MESNEVÎ’DE YOLCULUK – Cilt I/CXLI

“Ârif, sen sustuğun hâlde, senin sırrından bahseden kimsedir.” Mevlâna

Nefs çok övülmesi yüzünden Firavunlaştı. Alçakgönüllü, hor, hakîr ol; ululuk taslama!

Elinden geldikçe kul ol, sultan olma! Top gibi zahmet çekici ol, çevgân olma!

Yoksa; senin bu letâfetin, bu güzelliğin kalmayınca, seninle düşüp kalkanlar, senden usanırlar.

Evvelce seni aldatıp duranlar, o vakit seni görünce “Şeytan” adını takarlar.

1865. Seni kapı dibinde görünce hepsi birden “Mezarından çıkmış hortlak” derler.

Genç oğlan gibi. Ona önce Tanrı adını takarlar, bu yaltaklıkla tuzağa düşürmek isterler.

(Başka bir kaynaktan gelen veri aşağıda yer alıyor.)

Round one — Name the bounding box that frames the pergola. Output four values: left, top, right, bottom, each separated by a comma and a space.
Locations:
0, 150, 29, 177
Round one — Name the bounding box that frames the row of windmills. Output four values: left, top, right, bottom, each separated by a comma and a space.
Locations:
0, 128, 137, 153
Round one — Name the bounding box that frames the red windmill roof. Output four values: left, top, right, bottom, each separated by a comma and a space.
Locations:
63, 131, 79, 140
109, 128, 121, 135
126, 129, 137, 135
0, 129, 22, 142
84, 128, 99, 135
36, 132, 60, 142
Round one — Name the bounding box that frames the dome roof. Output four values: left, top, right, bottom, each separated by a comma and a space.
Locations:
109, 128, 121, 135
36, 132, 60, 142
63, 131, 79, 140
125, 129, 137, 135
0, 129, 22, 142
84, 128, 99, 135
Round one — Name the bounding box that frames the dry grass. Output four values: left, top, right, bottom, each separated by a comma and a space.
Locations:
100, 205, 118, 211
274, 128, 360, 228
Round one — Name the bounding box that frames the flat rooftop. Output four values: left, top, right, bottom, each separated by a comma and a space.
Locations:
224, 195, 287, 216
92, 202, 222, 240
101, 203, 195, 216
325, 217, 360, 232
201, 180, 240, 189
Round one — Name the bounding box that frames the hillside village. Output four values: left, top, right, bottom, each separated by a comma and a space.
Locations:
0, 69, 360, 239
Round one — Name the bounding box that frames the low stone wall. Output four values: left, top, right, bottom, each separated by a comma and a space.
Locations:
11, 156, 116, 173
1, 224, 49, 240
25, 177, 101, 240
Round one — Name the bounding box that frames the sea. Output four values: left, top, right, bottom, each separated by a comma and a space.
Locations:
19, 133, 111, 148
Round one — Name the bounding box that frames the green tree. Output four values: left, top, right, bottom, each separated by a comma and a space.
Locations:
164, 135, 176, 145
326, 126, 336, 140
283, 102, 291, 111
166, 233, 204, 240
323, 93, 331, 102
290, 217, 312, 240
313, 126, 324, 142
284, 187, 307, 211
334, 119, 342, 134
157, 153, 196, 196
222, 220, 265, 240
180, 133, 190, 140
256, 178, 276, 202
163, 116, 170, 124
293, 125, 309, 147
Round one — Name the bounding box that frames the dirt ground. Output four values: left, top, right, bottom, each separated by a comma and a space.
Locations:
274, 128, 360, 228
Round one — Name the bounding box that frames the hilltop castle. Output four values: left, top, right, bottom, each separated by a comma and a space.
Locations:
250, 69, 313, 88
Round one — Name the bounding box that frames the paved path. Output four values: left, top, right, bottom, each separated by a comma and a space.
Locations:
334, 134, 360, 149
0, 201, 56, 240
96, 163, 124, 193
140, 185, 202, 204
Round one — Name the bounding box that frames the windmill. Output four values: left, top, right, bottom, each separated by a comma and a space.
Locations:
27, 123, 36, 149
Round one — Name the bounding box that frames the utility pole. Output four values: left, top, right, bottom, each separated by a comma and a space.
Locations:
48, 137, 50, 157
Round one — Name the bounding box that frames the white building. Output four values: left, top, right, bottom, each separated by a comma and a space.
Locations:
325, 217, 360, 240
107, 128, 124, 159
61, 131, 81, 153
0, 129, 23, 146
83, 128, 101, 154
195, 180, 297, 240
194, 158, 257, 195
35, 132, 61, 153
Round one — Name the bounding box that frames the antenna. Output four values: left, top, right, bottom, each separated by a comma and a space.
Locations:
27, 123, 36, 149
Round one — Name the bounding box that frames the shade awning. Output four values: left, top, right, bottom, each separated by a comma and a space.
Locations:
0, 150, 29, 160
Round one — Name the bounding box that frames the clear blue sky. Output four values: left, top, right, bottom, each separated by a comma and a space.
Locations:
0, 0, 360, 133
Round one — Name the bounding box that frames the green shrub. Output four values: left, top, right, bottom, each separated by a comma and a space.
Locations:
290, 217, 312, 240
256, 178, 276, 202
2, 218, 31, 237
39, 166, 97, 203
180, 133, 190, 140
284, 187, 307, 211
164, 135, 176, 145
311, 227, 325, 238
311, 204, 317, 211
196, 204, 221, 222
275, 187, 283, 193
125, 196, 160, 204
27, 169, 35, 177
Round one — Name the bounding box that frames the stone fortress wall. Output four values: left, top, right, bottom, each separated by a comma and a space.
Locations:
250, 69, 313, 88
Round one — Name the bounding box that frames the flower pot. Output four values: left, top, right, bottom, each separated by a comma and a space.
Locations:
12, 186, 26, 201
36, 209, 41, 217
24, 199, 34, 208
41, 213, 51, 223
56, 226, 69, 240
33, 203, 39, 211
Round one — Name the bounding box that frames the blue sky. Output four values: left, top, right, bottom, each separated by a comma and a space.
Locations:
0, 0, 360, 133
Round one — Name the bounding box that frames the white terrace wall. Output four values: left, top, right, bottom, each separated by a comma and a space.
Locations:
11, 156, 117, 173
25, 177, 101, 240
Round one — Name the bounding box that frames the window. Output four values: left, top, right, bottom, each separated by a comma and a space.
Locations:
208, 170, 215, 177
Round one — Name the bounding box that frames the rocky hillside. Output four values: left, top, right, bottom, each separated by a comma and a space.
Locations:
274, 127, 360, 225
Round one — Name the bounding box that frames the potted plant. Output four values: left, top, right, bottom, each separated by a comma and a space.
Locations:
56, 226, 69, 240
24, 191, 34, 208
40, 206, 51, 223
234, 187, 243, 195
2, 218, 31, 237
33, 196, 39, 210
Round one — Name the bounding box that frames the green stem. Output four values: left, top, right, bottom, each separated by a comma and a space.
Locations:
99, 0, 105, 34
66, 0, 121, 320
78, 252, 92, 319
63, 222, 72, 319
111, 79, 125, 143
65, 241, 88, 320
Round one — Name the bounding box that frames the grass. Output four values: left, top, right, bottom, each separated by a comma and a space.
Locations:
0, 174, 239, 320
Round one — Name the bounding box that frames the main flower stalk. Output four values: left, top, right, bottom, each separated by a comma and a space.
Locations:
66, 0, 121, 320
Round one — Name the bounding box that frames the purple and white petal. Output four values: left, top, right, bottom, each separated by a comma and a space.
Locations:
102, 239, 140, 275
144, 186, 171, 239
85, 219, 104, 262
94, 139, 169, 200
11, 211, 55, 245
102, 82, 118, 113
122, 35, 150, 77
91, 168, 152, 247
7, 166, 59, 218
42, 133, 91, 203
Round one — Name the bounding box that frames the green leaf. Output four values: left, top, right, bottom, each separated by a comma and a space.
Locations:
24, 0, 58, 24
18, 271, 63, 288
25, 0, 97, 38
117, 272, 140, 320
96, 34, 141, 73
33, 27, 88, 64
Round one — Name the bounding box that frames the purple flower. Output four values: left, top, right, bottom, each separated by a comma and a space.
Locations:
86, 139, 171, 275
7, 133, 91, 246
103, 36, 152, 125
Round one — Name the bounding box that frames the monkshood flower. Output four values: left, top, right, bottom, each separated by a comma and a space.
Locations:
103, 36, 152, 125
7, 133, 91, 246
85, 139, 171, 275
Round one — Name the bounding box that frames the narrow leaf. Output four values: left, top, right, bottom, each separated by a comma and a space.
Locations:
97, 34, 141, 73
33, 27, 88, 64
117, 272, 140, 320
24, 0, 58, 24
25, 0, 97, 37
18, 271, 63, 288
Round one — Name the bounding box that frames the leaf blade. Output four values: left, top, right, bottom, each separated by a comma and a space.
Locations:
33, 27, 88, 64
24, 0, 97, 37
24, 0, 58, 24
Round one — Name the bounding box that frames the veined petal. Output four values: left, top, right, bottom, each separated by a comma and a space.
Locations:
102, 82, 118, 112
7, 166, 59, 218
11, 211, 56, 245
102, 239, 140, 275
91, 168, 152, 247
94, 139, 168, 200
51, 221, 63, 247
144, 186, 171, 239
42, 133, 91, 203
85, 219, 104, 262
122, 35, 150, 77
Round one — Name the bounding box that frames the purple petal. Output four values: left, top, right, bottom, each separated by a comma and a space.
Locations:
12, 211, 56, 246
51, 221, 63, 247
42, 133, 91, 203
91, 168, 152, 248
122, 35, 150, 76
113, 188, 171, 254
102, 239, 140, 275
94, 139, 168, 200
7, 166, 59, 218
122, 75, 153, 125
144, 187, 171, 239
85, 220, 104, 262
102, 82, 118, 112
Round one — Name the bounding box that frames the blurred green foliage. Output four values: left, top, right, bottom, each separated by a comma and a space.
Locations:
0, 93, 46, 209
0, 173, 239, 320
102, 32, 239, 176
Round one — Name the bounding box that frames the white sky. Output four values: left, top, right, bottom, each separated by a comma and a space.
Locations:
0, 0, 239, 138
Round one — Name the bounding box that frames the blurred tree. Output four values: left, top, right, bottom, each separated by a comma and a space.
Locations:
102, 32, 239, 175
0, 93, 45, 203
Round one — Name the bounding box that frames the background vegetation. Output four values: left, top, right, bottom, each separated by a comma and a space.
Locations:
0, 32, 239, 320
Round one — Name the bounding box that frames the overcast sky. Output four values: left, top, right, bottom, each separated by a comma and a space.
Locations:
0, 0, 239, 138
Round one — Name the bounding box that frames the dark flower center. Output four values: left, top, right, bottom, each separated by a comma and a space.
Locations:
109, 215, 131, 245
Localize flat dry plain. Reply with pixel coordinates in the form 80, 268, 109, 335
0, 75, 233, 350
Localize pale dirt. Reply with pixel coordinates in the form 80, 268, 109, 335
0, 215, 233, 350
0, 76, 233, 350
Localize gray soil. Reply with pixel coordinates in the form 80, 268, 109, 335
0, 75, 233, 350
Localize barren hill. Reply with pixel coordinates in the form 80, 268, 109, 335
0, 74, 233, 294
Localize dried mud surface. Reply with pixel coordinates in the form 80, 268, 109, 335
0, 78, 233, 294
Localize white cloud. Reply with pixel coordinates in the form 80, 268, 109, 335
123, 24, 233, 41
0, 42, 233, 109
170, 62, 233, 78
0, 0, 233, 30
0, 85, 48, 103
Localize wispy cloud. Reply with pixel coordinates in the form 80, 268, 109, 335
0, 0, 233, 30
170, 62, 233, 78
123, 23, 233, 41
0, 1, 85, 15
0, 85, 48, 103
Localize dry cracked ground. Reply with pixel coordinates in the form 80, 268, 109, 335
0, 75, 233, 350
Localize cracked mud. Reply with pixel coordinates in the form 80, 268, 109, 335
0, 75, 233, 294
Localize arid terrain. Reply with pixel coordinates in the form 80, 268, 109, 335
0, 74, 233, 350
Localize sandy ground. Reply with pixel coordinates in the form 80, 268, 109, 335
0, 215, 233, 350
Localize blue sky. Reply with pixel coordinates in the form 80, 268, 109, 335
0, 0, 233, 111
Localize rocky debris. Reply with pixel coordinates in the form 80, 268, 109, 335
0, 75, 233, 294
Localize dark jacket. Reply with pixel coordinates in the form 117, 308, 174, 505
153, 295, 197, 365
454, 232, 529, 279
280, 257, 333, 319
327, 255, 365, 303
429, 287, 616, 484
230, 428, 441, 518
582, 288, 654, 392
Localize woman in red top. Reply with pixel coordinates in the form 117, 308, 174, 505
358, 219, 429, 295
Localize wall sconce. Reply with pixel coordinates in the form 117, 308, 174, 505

Fakat kötülükte adı çıkıp da zaman geçince, bu kötülükte sakalı çıkınca; artık ona yaklaşmaktan şeytan bile utanır.

Şeytan, adamın yanına bir kötülük için gelir; senin yanına gelmez. Çünkü sen şeytandan da betersin.

Şeytan, sen insan oldukça izini izler, ardından koşar, sana şarabını tattırır.

1870. Ey bir işe yaramaz adam! Şeytan huyunda ayak direyip şeytanlaşınca senden şeytan da kaçmaktadır.

Eteğine sarılan kimse de, sen bu hâle gelince senden kaçar!

Âriflerin Menkîbeleri’nde rivâyet edilir ki: “Bir gün İslâm Sultanı İzzeddin Keykavus, Mevlâna Hazretlerini ziyarete gelmişti. Mevlâna ona gerektiği gibi iltifat etmeyip bilgiler saçmakla ve nasihatlerle meşgul oldu. 

İslâm Sultanı kul gibi tezellül gösterip: ‘Mevlâna Hazretleri bana bir nasihat versin’ dedi. 

Mevlâna: ‘Sana ne öğüt vereyim. Sana çobanlık emretmişler, sen kurtluk ediyorsun. Sana bekçilik emretmişler, sen hırsızlık yapıyorsun. Tanrı seni Sultan yaptı, sen şeytanın sözü ile hareket ediyorsun’ buyurdu. 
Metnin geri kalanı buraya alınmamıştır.